- Is it wise to disable TLS 1.0/SSL3.0 completely?
- or is it better to inform users to upgrade their browsers?
For TLS 1.0 -- you can't disable it because then your site wouldn't work with a lot of the users.
For SSL 3.0 -- it should apply only to IE6 users on Windows XP, so showing them an error message might be a good idea.
Any kind of disabling should first be monitored by real usage by protocol. For example if using Apache httpd see the setting CustomLog in httpd-ssl.conf file.
It depends what your company is doing:
1. If your page is Linux oriented magazin, then you can most probably disable SSLv3.0 because it is inlikely that IE6 with Windows XP are visiting your web page.
2. If your company is some kind of store, then make sure you don't "piss" the sells people because you have downgraded the profit of your company by disabling some protocol. You know you can disable protocol that are used by older people which have more money and are more conservative about upgrading browsers. So for example disabling 1% of users can result on lowering of 30% of profit.
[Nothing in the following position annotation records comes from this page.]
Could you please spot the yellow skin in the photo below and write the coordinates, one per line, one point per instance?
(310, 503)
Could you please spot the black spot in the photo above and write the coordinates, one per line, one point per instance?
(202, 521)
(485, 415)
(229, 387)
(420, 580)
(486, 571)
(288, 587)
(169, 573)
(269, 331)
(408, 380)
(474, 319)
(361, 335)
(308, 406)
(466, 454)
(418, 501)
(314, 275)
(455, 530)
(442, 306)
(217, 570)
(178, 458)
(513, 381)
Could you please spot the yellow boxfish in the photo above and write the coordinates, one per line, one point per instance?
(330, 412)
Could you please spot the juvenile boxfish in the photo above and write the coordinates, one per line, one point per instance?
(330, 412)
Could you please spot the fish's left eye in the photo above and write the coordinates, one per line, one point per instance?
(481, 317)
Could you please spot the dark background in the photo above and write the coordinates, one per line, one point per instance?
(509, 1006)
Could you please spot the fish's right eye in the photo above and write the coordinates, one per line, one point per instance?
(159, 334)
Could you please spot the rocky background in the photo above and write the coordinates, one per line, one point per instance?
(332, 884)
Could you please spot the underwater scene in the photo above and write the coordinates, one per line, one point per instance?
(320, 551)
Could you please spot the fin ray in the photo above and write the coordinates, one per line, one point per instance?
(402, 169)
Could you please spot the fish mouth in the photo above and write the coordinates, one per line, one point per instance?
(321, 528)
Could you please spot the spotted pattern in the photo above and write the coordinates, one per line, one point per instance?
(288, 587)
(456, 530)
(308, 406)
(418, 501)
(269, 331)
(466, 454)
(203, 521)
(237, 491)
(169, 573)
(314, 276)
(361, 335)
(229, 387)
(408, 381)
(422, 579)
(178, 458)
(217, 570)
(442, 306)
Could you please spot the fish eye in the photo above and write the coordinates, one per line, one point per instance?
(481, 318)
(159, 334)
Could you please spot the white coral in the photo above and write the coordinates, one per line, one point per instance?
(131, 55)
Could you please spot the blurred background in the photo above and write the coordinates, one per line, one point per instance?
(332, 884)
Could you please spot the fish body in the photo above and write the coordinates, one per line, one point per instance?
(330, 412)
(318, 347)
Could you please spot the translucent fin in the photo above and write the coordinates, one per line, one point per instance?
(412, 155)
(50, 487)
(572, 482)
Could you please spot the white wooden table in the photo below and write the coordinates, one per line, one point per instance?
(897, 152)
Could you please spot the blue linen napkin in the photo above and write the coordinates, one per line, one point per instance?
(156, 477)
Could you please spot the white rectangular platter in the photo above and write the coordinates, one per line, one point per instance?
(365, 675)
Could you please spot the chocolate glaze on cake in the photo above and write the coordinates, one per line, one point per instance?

3. On one my web servers which is used strictly from internal company network, I have disabled all protocols expect TLSv1.2 and also disabled all non-high ciphers. I am sure this web server is accessed by modern browsers, so I have a luxury and real freedom on protocol selection.
You can also post some info for example on top of web page for users using old browsers to upgrade. But be sure that this kind of message will be displayed on minimal possible users. Don't expect that they will upgrade, because there are probably not very computer literate or are using old browsers for some company rule of required browser or similar.
I suggest to do a job and first investigate (monitor web server) how many users are using SSLv3.0 or TLSv1.0 on your web page and then take some actions if required.
Can you provide more info what kind of web page your web server is serving?